Akamis Bio, a clinical-stage oncology company, has raised $60 million in Series A funding to further develop NG-350A, a novel gene therapy based on its proprietary tumor-specific immuno-gene (T-SIGn®). This funding will primarily support a Phase Ib clinical proof-of-concept study targeting patients with locally advanced rectal cancer (LARC).
Funding and Board Changes
The investment round was spearheaded by venture capital firm Sedgwick Yard, with Richard Shen and Adrian Chan, managing directors at Sedgwick Yard, joining Akamis Bio’s board of directors as part of the deal.
Licensing Agreement with Xuanzhu Biopharma
In a significant move, Akamis Bio has signed a licensing agreement with Xuanzhu Biopharma, granting the latter rights to NG-350A in the Greater China region. The agreement includes undisclosed upfront payments, regulatory and sales milestones, and tiered royalties from sales in the region.
About NG-350A
NG-350A is an intravenously delivered, transgene-armed gene therapy designed to induce intratumoral expression of a CD40 agonist monoclonal antibody in primary and metastatic epithelial-derived solid tumors. The upcoming Phase Ib study, named FORTRESS, aims to evaluate the clinical complete response rates of NG-350A in combination with chemoradiotherapy in adult patients with LARC and at least one risk factor for local or distant recurrence.

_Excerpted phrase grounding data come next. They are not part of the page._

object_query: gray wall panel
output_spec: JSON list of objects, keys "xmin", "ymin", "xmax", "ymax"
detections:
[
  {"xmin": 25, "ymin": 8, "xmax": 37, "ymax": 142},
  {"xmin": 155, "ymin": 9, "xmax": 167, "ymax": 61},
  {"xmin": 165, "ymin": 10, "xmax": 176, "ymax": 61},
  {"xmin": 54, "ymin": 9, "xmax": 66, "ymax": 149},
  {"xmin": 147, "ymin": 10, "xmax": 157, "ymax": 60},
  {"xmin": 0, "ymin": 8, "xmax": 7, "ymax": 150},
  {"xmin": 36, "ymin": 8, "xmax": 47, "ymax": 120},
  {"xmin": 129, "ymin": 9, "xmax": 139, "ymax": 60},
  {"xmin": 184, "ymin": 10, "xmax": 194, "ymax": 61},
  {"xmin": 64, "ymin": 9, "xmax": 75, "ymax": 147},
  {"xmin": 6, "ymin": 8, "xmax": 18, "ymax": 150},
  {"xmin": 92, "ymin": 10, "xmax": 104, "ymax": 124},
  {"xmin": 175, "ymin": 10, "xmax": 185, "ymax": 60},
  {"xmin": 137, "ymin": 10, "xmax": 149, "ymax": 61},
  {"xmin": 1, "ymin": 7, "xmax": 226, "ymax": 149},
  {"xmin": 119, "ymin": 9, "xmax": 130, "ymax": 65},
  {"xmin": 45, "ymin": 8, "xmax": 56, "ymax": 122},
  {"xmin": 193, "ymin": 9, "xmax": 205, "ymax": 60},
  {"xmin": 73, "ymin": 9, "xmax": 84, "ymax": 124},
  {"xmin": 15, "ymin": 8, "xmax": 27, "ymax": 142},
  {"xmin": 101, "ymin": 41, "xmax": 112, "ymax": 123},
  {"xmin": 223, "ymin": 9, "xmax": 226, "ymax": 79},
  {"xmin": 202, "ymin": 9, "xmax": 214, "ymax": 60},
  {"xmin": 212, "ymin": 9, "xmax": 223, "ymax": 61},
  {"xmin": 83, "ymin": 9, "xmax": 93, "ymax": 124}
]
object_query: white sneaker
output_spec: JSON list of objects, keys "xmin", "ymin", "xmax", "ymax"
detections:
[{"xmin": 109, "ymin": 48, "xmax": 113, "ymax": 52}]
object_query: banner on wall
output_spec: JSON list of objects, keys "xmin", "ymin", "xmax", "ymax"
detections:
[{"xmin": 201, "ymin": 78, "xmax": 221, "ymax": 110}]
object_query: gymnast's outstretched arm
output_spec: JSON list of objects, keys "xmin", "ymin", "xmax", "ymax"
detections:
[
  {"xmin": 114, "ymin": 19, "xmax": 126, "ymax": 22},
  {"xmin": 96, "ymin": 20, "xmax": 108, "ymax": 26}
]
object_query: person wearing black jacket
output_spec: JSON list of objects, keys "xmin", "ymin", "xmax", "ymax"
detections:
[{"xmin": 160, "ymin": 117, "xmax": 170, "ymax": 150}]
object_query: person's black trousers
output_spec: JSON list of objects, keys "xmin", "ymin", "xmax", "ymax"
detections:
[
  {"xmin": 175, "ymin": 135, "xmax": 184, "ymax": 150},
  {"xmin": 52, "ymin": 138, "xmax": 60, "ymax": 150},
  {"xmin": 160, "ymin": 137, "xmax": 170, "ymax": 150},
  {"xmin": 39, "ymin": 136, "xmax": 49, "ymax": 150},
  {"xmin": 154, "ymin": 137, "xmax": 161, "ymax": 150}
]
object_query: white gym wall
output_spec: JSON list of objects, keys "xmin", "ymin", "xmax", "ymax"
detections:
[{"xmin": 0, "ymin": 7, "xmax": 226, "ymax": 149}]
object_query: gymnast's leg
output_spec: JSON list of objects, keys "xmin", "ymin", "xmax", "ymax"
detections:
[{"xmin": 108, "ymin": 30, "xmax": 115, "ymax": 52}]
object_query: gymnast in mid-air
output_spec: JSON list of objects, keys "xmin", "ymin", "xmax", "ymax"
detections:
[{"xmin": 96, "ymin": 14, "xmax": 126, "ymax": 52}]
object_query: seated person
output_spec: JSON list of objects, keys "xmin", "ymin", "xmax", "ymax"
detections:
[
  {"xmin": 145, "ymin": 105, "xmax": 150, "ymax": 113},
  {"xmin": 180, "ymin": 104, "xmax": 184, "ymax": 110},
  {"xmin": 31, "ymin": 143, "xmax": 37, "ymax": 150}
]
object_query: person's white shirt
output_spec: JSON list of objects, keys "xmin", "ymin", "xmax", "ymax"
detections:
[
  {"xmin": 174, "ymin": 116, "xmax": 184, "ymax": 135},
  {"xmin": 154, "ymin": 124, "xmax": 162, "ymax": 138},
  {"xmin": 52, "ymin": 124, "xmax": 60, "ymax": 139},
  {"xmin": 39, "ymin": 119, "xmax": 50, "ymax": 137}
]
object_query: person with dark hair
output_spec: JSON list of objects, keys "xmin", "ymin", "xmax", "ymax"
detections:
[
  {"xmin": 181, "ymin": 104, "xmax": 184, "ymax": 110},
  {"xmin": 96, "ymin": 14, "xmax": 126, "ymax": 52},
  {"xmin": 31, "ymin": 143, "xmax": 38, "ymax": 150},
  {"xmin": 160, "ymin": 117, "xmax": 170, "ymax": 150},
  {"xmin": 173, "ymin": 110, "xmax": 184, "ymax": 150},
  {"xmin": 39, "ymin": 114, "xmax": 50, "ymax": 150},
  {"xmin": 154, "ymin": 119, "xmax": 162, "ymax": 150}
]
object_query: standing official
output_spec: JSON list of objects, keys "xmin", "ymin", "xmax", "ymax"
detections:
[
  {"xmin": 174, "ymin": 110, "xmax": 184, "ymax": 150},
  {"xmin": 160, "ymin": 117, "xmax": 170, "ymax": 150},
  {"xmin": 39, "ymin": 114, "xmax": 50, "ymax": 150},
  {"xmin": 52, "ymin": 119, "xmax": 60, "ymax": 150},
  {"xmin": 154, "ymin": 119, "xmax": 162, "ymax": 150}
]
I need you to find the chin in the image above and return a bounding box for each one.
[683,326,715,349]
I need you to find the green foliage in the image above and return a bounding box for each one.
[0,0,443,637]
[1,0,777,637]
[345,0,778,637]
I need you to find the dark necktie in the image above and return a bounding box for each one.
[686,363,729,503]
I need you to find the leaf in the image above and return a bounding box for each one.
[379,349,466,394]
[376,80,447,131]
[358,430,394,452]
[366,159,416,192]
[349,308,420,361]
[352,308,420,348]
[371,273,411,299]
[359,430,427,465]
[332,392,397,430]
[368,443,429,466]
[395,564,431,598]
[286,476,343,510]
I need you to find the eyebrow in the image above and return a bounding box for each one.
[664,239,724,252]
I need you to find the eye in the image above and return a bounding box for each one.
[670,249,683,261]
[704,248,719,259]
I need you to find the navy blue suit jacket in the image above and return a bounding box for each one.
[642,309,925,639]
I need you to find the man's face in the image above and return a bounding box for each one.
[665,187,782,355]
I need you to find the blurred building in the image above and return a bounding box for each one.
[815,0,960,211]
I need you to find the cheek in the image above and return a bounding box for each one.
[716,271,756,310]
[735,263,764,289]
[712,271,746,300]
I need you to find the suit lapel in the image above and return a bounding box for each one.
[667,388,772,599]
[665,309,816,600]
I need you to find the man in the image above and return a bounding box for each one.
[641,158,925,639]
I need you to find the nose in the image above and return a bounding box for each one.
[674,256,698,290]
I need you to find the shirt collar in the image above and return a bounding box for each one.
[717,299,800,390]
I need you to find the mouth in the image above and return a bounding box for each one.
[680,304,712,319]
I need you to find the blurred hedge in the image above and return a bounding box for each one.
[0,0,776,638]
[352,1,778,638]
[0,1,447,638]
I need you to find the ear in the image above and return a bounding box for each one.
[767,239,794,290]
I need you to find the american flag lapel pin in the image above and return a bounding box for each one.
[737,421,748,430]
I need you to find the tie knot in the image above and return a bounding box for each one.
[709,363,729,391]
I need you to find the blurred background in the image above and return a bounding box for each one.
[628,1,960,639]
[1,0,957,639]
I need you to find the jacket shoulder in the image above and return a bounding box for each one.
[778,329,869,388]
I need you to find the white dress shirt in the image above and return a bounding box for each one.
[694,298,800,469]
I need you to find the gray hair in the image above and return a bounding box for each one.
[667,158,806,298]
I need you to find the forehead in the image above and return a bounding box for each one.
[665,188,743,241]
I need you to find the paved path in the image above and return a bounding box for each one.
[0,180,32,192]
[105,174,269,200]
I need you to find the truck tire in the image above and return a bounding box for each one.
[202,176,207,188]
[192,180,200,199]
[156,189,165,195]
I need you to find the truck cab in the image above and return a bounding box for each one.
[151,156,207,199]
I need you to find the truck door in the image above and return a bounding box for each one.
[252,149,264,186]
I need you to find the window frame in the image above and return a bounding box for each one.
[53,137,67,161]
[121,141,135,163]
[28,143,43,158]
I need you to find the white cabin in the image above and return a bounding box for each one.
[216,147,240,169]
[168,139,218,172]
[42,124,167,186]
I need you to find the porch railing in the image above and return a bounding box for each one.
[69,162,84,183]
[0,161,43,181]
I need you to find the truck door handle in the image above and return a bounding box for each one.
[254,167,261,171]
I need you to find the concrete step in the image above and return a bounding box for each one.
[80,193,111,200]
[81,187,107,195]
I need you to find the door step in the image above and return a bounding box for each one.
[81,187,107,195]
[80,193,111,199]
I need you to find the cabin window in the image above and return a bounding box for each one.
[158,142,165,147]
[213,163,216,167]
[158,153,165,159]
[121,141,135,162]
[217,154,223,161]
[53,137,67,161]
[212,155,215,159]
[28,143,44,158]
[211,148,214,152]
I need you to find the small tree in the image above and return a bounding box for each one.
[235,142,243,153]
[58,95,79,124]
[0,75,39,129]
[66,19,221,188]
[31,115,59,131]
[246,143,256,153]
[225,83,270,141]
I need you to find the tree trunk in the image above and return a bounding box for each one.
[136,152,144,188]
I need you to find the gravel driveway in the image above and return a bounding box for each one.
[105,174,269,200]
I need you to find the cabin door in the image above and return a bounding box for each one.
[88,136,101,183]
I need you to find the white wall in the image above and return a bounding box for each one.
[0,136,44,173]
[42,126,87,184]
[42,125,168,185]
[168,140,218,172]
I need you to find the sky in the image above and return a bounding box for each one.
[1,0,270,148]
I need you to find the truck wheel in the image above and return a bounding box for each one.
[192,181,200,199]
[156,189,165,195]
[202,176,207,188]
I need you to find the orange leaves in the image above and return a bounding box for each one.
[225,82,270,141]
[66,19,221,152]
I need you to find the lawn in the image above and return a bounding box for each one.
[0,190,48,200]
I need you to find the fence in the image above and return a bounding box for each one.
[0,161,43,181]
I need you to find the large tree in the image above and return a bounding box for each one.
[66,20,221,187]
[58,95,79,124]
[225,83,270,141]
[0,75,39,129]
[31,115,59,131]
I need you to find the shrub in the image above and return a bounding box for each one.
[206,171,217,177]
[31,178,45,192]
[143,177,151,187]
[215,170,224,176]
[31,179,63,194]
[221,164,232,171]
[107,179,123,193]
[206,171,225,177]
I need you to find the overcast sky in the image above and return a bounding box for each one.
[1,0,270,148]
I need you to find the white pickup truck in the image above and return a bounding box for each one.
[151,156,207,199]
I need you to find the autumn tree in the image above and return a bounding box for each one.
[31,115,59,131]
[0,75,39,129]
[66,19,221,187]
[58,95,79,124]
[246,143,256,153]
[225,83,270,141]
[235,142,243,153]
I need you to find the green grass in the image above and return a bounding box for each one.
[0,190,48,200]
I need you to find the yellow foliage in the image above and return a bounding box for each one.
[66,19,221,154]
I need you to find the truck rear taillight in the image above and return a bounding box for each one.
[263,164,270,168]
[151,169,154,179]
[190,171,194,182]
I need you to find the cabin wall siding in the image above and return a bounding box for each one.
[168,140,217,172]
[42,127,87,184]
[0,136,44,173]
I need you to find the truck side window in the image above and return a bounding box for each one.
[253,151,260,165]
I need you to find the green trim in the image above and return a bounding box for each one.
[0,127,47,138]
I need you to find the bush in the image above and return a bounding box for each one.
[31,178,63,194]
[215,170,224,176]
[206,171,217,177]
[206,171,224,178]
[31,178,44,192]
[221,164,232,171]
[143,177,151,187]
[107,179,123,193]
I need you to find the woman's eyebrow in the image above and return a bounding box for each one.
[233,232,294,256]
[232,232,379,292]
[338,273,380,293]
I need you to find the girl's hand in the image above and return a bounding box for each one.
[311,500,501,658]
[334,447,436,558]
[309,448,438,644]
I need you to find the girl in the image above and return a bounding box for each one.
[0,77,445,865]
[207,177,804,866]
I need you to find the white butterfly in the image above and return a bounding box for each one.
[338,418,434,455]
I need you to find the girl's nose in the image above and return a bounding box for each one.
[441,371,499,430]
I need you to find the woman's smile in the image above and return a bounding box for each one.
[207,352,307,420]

Clinical Data and Future Goals
Howard Davis, PhD, CEO of Akamis Bio, highlighted the consistent safety profile of T-SIGn and the potential of NG-350A to drive sustained transgene expression, altering the tumor microenvironment. The company aims to deliver clinical proof-of-concept data for NG-350A through the FORTRESS study within the next 12–18 months.
Recent Publication
Akamis Bio recently published findings in the Journal for ImmunoTherapy of Cancer, showcasing data from the FORTITUDE first-in-human dose escalation study. The study demonstrated sustained persistence of NG-350A up to seven weeks post-dosing, dose-dependent systemic delivery, and sustained increases in inflammatory cytokines, particularly at higher intravenous dose levels. These results underscore the therapy's safety profile and the advantages of its intravenous administration route.